Tarzan wußte gar nicht, daß sie Ohrringe trug, klitzekleine, mit blauen
Halbedelsteinen.
    „Sind das Clips?“ fragte er.
    „Um Himmels Willen! Die würde ich
dauernd verlieren. Nein, das sind Steck-Ohrringe.“
    „Also hast du Löcher in den
Ohrläppchen?“
    „Klar. Schon seit zwei Jahren. Man muß
aufpassen, daß sie nicht Zuwachsen. Als die frisch geknipst waren, hatte ich
Schwierigkeiten damit. Sie waren entzündet und taten weh. Aber das ist längst
vorbei.“
    „Verstehe. Wer schön sein will, muß
leiden. Aber du wärst auch ohne... äh... Sieh’ mal dahinten! Ein Sportflugzeug.“
    Es war mindestens zehn Kilometer
entfernt und verschwand jetzt hinter einer Hügelkuppe.

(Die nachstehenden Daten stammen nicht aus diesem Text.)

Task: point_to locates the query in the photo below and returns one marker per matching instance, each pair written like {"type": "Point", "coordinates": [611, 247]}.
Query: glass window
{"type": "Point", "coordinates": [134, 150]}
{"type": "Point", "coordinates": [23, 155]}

    „Ein Sportflugzeug“, sagte Gaby. „Sieh
da! Endlich sehe ich mal ein Sportflugzeug. Das ist mindestens das
Zehntausendste in meinem Leben. Und du sagst: Sieh mal! Als käme dort ein
Raumfahrzeug von der Andromeda — oder wie das heißt. Aber du wolltest vorher
was anderes sagen.“
    „Ich? Nein!“
    „Du sagtest: Aber du wärst auch ohne...
Und? Wie weiter?“
    Mist! dachte Tarzan. Und reckte das
Gesicht in den Wind, damit er ihn kühlte. Wieder mal verquatscht! Um ein Haar
hätte ich gesagt: Du wärst auch ohne das schön. Wie sie das mitkriegt! Aber ich
sag’s nicht! Was sollen Karl und Klößchen denken? Die grinsen ohnehin schon.
Hinterher heißt es, ich wäre in Gaby verknallt. Und sie würde das gleiche
denken. Daß mir das auch immer wieder passiert. Und wie sie mich dann anguckt!